For the caramel topping:

2 tablespoons of dairy free butter or margarine (I used Pure sunflower)

75g brown sugar

For the cake mix:

115g / 4oz dairy free butter or margarine (I used Pure sunflower)

115g / 4oz plain flour (sieved) - I used wheat flour but you could try it with a gluten free flour.

115g / 4oz caster sugar

Egg replacer equivalent to 2 large eggs. If your egg replacer says its equivalent to a medium egg then just be a bit generous with your measurements.

1tsp vanilla extract or flavouring

1 tsp baking powder

2tbps oat/rice/coconut milk or use water.

A can of pineapple rings or a fresh pineapple (peeled and sliced thinly)

Method: 

1) Use a round pudding bowl that is suitable for a microwave. Line the bottom of the bowl with a round piece of grease proof paper and then lightly grease the whole of the inside of the bowl with a little dairy free margarine/butter.

2) Make the caramel by creaming the brown sugar and 2 tablespoons of margarine/butter until you make a smooth light paste. Put this paste into the bottom of the bowl, covering the circle of greaseproof paper.

3) Now lay the pineapple rings on top of the paste, you can use any pattern you like but may want to do a whole ring in the centre and halves round the outside.

4) Now make the cake mix. Cream the butter and caster sugar together until light and fluffy, using an electic mixer or by hand. Now slowly add the egg replacer and the vanilla. Keep mixing well until fully combined.

5) Slowly add a little of the baking powder and flour, a bit at a time. Once combined, add the milk or water and mix again until you've formed a smooth batter.

6) Add the batter to the pudding bowl and smooth the top. Now completely cover the bowl with cling film to allow the pudding to steam. I ran out of clingfilm so used greaseproof paper and it seemed to work just as well!

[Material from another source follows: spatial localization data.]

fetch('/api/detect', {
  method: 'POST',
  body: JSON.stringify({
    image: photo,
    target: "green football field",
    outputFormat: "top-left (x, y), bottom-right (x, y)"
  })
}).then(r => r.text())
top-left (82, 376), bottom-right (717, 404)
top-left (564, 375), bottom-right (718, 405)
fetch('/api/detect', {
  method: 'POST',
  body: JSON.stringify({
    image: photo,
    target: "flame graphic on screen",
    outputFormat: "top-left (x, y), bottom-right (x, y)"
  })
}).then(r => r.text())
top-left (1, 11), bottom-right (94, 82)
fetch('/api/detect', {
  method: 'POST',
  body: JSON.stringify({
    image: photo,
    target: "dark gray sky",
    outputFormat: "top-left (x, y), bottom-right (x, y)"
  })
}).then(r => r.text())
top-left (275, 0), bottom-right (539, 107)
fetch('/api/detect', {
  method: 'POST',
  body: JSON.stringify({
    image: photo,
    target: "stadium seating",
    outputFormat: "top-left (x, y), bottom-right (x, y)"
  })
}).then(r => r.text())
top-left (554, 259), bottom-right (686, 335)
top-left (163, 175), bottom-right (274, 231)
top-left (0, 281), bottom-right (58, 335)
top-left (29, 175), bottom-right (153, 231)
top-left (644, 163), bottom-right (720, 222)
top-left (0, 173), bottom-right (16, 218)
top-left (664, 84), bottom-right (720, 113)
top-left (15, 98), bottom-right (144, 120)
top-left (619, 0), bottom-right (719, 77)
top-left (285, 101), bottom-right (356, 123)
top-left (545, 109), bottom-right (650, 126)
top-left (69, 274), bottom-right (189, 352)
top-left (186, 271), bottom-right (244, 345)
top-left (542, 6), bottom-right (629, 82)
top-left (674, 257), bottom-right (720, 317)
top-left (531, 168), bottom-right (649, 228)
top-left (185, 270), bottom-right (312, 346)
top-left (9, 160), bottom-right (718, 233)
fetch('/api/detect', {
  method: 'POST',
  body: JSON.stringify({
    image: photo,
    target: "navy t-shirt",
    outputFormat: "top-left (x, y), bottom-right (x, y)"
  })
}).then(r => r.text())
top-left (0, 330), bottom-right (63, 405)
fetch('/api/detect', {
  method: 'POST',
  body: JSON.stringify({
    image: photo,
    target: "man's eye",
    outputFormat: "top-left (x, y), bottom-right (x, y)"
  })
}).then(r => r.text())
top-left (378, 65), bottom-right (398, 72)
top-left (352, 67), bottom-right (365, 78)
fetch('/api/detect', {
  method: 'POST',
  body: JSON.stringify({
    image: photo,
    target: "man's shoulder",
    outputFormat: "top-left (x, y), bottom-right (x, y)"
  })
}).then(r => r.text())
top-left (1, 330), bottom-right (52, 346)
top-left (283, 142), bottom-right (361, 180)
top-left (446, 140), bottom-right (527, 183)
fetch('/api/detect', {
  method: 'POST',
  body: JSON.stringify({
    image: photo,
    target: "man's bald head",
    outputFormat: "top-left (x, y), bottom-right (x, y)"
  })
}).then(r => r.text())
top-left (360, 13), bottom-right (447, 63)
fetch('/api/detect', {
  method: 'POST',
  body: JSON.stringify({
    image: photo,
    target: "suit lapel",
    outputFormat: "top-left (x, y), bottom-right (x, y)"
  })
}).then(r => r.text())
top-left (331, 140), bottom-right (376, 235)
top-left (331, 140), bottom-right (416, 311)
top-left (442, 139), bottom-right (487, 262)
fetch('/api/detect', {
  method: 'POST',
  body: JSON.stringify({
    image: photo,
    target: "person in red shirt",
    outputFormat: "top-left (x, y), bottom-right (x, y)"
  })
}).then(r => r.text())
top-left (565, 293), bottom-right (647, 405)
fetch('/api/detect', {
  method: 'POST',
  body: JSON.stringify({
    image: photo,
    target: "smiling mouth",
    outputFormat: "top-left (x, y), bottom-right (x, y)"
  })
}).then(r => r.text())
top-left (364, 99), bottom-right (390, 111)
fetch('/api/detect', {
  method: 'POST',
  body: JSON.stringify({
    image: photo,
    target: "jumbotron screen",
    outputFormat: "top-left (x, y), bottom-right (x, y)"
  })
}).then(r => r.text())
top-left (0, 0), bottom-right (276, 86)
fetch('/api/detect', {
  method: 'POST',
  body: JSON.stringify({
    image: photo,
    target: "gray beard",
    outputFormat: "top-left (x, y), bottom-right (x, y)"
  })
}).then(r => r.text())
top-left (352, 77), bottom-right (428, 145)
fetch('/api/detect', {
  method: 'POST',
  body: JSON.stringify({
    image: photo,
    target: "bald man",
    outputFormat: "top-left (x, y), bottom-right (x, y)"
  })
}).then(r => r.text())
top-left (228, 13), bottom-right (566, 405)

7) Cook on high in the microwave for between 5 and 10minutes. Each microwave cooks at different speeds so I cooked it for 5 minutes and then kept cooking it for another 2 minutes until it was cooked through - you can check this by inserting a cocktail stick into the centre and seeing if it comes out clean rather than wet with mixture.  

8) You can serve the pudding from the bowl or turn it out onto a plate and serve from there. Its definitely best eaten straight away as goes a little crunchy on top if left to cool and then eaten (although still tasty like this!)

Lovely with dairy free icecream, dairy free cream or custard. Yummy enough to eat on its own too!